The man sitting next to the emergency exit managed to open the door, but couldn’t activate the slide that would help passengers deplane. Yet, some of them jumped off the door at a height of 15 feet above the tarmac.

Neerja opened another door, flung open an emergency chute, and assisted passengers from the aircraft to get off.

She could have been the first to jump off when she opened the door but …

She decided to stay back and help others. Like a real hero, she helped elderly passengers to leave the plane, while every passing moment brought her closer to her own death. And she was shot from behind while shielding three children from a hail of bullets and certain death.

From a total of 379 (359 passengers and 20 crew), 20 got killed, but 359 survived thanks mainly to Neerja. One of the children, then aged 7, is now a pilot with a major airline. He says Neerja Bhanot has been his inspiration and he owes every day of his life to her. Neerja was recognized internationally as "the heroine of the hijack" and posthumously received Ashoka Chakra, India's highest peace-time gallantry award.

And it was not Neerja alone, as the passengers looked death from close quarters, they too showed tremendous courage, compassion and support for fellow humans. A musician Nayan Pancholi who was in that flight has written in India Today TV’s online edition: “That day, nobody saw any religion, caste, or creed in each other. That day, we saw each other as humans and wanted to help each other and save each other’s lives. It's as simple as that in end.”

*

Let’s now move on to the film which is based broadly on this storyline. A similar narrative can also be seen on Wikipedia and elsewhere. However, some of Neerja’s colleagues in the flight have said this story is more fictional than real. Their point is simple, it was not Neerja alone, but every member of the crew who showed tremendous courage under stress. Maybe they are right, maybe they have a point. But on the Net, they are being abused squarely in high-decibel filthy language and kicked in different parts of their body for being – believe me – “unpatriotic”! Who says India has become intolerant?
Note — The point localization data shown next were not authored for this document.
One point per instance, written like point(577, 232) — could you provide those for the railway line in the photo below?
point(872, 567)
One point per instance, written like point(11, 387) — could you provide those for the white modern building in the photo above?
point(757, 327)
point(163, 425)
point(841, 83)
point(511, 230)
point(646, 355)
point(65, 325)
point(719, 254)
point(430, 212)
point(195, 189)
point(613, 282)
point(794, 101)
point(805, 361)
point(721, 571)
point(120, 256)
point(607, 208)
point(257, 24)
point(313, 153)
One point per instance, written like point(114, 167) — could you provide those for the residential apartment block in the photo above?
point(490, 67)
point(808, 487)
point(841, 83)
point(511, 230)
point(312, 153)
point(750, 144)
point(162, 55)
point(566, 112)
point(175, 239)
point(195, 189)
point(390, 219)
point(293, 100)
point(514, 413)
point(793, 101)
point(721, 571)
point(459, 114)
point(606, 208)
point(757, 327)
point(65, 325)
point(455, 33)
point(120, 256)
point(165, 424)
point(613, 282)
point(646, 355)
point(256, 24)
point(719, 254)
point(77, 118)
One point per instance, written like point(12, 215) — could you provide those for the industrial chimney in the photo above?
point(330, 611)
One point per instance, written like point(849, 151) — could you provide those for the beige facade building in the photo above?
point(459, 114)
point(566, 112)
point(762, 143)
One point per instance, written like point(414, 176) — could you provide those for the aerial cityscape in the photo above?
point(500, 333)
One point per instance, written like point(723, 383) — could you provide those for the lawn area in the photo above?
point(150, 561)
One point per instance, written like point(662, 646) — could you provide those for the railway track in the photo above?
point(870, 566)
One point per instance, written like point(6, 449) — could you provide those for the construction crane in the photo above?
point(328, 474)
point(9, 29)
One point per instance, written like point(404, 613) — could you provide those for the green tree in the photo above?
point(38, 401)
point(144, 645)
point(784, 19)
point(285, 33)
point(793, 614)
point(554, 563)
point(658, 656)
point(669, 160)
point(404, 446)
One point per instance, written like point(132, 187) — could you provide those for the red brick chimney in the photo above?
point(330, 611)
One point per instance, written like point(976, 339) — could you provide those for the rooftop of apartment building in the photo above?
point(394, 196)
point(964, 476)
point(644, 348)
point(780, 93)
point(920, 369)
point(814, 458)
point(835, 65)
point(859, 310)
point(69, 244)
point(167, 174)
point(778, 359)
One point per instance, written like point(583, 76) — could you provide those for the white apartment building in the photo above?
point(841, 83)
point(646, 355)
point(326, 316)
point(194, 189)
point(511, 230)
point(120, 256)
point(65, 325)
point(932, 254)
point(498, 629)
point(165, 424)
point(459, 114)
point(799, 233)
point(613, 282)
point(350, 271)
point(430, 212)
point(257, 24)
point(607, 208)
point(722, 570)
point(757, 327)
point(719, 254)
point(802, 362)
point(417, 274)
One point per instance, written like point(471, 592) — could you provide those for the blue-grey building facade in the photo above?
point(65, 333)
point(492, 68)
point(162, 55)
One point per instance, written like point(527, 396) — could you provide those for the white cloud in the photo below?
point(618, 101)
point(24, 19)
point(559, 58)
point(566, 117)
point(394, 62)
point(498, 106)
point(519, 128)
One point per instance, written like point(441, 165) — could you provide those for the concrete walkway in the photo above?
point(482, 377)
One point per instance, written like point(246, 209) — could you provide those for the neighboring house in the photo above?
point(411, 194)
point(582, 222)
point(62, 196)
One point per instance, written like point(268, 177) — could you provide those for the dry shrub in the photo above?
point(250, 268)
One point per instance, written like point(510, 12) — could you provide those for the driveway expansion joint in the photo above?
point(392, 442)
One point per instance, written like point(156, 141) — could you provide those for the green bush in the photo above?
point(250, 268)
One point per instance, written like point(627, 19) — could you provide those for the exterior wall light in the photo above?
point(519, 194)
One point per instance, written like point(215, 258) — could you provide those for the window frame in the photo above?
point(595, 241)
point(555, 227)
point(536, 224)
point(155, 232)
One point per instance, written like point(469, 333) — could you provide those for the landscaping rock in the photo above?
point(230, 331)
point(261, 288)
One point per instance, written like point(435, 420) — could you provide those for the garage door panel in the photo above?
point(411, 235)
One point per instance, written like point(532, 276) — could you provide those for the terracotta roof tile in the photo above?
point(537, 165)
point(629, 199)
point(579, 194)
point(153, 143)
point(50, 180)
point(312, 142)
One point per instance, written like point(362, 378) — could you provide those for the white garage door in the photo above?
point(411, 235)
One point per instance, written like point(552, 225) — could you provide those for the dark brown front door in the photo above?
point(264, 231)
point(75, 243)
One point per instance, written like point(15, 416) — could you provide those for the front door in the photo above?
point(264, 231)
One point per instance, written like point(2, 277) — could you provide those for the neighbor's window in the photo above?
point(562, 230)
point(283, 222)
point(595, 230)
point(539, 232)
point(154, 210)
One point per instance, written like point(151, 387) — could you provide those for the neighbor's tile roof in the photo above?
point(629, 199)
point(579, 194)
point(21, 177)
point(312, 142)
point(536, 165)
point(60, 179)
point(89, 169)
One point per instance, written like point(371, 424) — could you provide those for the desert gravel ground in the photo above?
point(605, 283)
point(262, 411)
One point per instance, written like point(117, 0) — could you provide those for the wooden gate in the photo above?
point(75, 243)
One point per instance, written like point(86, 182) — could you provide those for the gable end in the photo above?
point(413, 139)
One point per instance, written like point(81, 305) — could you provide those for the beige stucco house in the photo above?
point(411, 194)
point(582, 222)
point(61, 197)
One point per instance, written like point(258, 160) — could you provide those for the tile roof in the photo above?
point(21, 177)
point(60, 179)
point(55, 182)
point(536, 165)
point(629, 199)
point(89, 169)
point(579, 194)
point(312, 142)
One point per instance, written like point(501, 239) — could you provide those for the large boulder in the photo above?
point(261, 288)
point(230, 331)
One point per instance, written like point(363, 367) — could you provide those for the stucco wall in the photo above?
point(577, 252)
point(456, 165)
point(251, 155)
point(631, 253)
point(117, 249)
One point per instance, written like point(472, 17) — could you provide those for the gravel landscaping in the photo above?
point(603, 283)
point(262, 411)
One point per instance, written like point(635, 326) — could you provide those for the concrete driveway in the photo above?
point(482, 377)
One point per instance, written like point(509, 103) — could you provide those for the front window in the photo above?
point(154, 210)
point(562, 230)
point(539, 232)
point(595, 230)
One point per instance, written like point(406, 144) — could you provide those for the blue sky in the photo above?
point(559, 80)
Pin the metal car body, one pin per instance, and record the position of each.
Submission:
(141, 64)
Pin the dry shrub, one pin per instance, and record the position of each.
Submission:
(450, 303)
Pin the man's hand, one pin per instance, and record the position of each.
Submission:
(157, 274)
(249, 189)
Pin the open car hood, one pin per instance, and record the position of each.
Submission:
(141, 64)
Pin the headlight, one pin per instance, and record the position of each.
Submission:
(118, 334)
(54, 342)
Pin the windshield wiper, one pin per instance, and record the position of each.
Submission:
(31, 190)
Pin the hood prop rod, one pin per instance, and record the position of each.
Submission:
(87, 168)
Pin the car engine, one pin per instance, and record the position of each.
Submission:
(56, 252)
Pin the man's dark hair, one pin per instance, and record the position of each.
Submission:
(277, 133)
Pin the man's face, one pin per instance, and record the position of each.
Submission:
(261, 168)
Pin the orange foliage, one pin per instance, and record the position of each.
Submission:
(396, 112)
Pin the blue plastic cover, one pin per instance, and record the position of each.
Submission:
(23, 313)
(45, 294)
And that is the reason I would salute the makers of the film including the director Ram Madhvani. With many other Bollywood film makers today, this film would have been subtly anti-Muslim and crudely anti-Pakistan. But the film is neither. Check these scenes.

When an officer tells the head of the Karachi Airport that there are 44 Pakistanis on the flight, the boss reacts angrily: ‘Do you want me to save the 44 Pakistanis and say “sorry” to the rest?’

In another scene, a man, who looks very much like a Muslim, is seen pushing an American passport under the seat.

For this reason alone, the movie Neerja is worth watching. In the ultimate analysis, even if the plot of the film is partly fictional, it tells a story of the human spirit, and of human values that come to surface when people are face to face with a deadly enemy, be it terrorists or be it floods.